Хватит. И это главное. Нет исчерпанности. Нет, правда, «святых камней», но зато есть святой огонь. Россия вся – в порыве к будущему, вся im Werden. Этого не может, думаю, не чувствовать всякий, кто побывает в ней.
Но, быть-может, именно потому, что она «устремлена в будущее» и «грядущего взыскует», – так много изъянов, так мало устойчивого равновесия в ее настоящем. Она «смотрит вдаль», любит «дальнее», – и «ближнее» страдает, ближнее в беспокойстве. Пронизанной «Логосом», словно ей еще чужд «здравый смысл», —
…Но тебе сыздетства были любы —
По лесам глубоких скитов срубы.
По степям кочевья без дорог,
Вольные раздолья да вериги,
Самозванцы, воры да расстриги,
Соловьиный посвист да острог.
Вспоминается Достоевский:
– Нужно быть, действительно, великим человеком, чтобы суметь устоять даже против здравого смысла.
И еще:
– Россия есть слишком великое недоразумение, чтобы нам одним его разрешить без немцев и без труда.
Труд будет. Труд идет уже. Приходит, как мы видели, и трезвость, т.-е. тот же «здравый смысл». Все дело в том, чтобы «устоять» против него, даже и усвоив, претворив его в себя. А вот понадобятся ли немцы, пока неясно. Шпенглер уже пытается разрешить русское «недоразумение». Но неожиданно решает его в том смысле, что оно само разрешит себя, без немцев, безо всякой Европы.
Опять «диалектика»: труд – и «недоразумение», здравый смысл – и «Логос», вериги – и расстриги, немцы – и Шпенглер. Лучше всего, впрочем, этой русской диалектике учиться не у Гегеля, а у Достоевского, Тютчева, отчасти Соловьева, Леонтьева…
Сильна ты нездешней мерой,
Нездешней страстью чиста,
Неутоленной верой
Твои запеклись уста.
Этот тихий гимн, похожий на молитву, навевают в открытое окно деревья, сибирская глушь, московские воспоминания, русский воздух.
…Попробуй, объясни это моему уважаемому спутнику. Пожмет плечами, ну, снисходительно и вежливо улыбнется. Умный, воспитанный человек.

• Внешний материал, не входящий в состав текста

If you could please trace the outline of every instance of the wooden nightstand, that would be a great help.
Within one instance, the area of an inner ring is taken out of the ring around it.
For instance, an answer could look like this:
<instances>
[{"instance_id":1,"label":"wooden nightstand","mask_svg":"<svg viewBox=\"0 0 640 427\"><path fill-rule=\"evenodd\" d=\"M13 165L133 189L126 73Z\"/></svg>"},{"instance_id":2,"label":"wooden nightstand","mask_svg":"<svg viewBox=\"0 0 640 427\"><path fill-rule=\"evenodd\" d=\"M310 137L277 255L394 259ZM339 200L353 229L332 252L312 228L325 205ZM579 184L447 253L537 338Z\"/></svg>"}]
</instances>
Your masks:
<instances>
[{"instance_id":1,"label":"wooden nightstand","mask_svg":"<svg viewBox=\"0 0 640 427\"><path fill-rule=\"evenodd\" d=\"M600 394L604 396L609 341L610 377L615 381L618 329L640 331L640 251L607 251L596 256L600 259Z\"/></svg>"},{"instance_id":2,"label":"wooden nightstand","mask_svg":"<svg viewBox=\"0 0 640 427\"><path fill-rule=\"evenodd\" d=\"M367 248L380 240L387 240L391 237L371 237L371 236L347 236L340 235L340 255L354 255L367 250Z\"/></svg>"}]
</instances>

Однако, ведь и он чувствует, что перед ним – «юный мир», который разумом он считает низшим, но который подсознательно ощущается им, как нечто темное, могучее, жуткое, азиатское… и вместе с тем неотвратимо идущее на смену многому, что так дорого его душе… И нам тоже дорого… Но…
В самом деле, —
Виновны ль мы, коль хрустнет ваш скелет
В тяжелых, нежных наших лапах?..
(День. Разгуливается).
Ну, а теперь о людях «нашего круга» в Москве. Разыскал многих, наговорился вдоволь. Конечно, легче всего было вникнуть в настроения именно интеллигенции, спецовских кругов, также «попутчиков».